Data breaches | Security expert: The City of Helsinki data breach is unfortunately typical

Helsinki the data breach that targeted the city is unfortunately typical, says the research director of the information security company Withsecure Mikko Hyppönen.

“Data breaches of this type occur almost everywhere in the world, so it is not surprising in itself that they happen from time to time in Finland as well,” Hyppönen says.

The City of Helsinki said on Monday at his briefingthat in the data breach observed on May Day Eve, the perpetrator obtained, among other things, the usernames and email addresses of all the city’s employees, as well as the personal IDs and address information of the learners, guardians and personnel of the education and training industry.

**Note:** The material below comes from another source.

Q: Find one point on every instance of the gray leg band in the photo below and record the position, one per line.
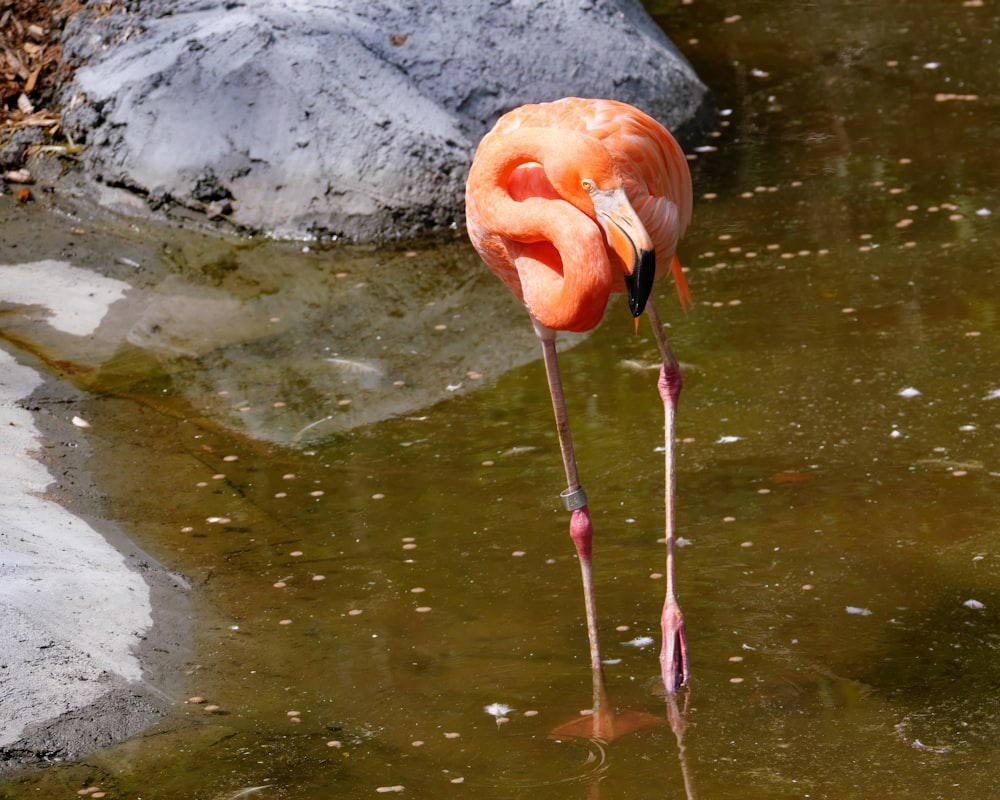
(574, 498)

A data breach made possible by a vulnerability in the city’s servers, which was due to the fact that the servers had not been updated.

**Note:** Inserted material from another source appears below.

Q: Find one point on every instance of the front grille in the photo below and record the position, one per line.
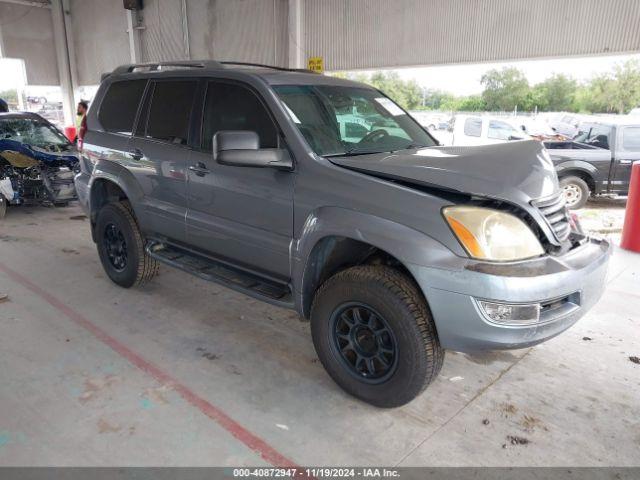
(555, 212)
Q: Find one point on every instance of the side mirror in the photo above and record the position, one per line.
(241, 148)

Such an “entry route” is a common way to break into organizations, Hyppönen says. According to him, fixing such a security hole is easier said than done in an organization the size of Helsinki.

“In practice, implementing something like this is much more difficult, and here it was once again seen. Trying to update everything is different from actually updating the servers,” Hyppönen says.

By this, Hyppönen means that, for example, Helsinki’s schools and health care form extensive and complex systems.

“It is easy to understand that it [ympäristön] keeping it fully updated is quite a challenge. It’s difficult and expensive,” he says.

“Unfortunately, often the amount needed to protect resources is only obtained after something unpleasant happens.”

Jumping according to it is possible that the city of Helsinki was attacked by chance.

“The entire internet is scanned in a couple of hours, which makes it possible to find vulnerable systems everywhere. The attacker may not have even been terribly aware of what the system is, what he has gotten into,” Hyppönen says.

More detailed information about the perpetrator of the data breach has not yet been disclosed, but according to Hyppönen, it is most obviously not a so-called ransom trojan. In this case, the stolen data would usually be encrypted and the perpetrator would file a ransom demand to prevent the data from being leaked.

According to him, it is possible that the attacker was about to demand a ransom, but the attack was stopped.

The perpetrator of the data breach may also try to commit identity theft with the obtained information or use it to guess IDs for other services, Hyppönen estimates.

Hyppönen advises those who suspect they have been the victim of a data breach to monitor possible unusual messages.

“If someone tries to log in with your credentials, it’s often an email or a text message. They have to be taken seriously. It’s not a bad idea to change your usernames and passwords for important services,” he says.

At issue is possibly the largest information leak in the municipal sector. Hyppönen considers the case significant.

“The biggest cases in Finnish history.”

In Hyppönen’s opinion, the case compares in scope, for example to the city of Lahti data breach that occurred in 2019. At that time, as a result of a cyber attack, the communication connections between the city of Lahti and the Päijät-Häme welfare association were interrupted.